The government watchdog that oversees the US$475-billion bailout said Treasury approved cash salaries exceeding US$500,000 last year for 16 of the 47 top executives at GM and Ally Financial Inc.
Treasury allowed total pay packages, including company stock, of at least US$1 million for every top executive at the two companies, according to the report released Sept. 24 by the special inspector general for the Troubled Asset Relief Program.
It said the government approved US$3 million in pay raises, from four per cent to 20 per cent, for nine GM executives, most of whom had previously gotten raises several years in a row. The government sold its last shares of GM in December.
“Treasury loosened its own pay restrictions for senior executives at General Motors and Ally Financial year after year, even as taxpayer losses in these companies mounted,” Christy Romero, the special inspector general, said in a statement. By doing so despite her office’s repeated urgings not to, Romero said, “Treasury could be sending the message that much-needed reforms coming out of the financial crisis are no longer necessary or required in exchange for TARP dollars.”
A report issued in April by Romero estimated that taxpayers lost US$11.2 billion on the bailout of GM, up from a previous estimate of US$10.5 billion. The automaker needed the US$49.5 billion in aid to survive its bankruptcy restructuring in 2009. GM went public again in November 2010.
Detroit-based Ally, formerly called GMAC Inc., was the auto loan and mortgage arm of GM until it was taken over by the government in 2008 in the bailout. Ally has repaid about US$12 billion of the US$17.2 billion in aid it received. The company went public again in April in an initial public offering in which Treasury sold a chunk of its stock and raised US$2.38 billion.
The government currently owns a 17 per cent stake. The new report estimates that taxpayers lost US$1.8 billion on Ally.
President Barack Obama said last year that top executives at the seven companies that received the biggest bailouts would have their annual cash salaries capped at US$500,000. Any additional compensation would come from company stock that can’t be cashed in until the companies repay their bailouts.
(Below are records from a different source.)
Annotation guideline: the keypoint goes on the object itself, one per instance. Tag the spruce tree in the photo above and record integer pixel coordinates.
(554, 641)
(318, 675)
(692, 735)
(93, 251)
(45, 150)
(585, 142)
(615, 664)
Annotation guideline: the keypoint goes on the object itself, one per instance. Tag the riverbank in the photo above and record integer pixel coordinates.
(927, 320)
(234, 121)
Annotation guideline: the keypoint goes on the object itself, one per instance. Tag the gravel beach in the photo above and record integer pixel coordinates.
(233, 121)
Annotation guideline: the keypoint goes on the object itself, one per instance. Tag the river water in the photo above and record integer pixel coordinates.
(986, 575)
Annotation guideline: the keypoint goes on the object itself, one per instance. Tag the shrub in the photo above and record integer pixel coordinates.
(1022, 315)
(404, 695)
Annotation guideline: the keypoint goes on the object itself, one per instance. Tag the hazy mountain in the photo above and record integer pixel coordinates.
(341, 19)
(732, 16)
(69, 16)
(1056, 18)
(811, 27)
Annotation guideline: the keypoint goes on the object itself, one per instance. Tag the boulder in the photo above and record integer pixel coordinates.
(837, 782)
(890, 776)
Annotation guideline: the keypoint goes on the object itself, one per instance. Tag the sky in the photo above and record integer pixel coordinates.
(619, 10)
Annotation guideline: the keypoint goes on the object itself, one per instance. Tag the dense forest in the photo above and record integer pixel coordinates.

The report said Treasury failed to comply with that limitation in approving executive pay for GM and Ally executives in 2013. Treasury put only a “minimal” amount of restricted stock into pay packages last year and eliminated it completely from 2014 packages, it said.
Patricia Geoghegan, the Treasury official who approved the raises, disputed the findings of the report. Geoghegan said that for all the seven companies receiving the most aid, Treasury has had to find a balance between limiting compensation and approving pay packages that are competitive with executives in similar jobs.
The government gave US$352 billion in aid to those companies and recovered US$377.6 billion, according to Treasury.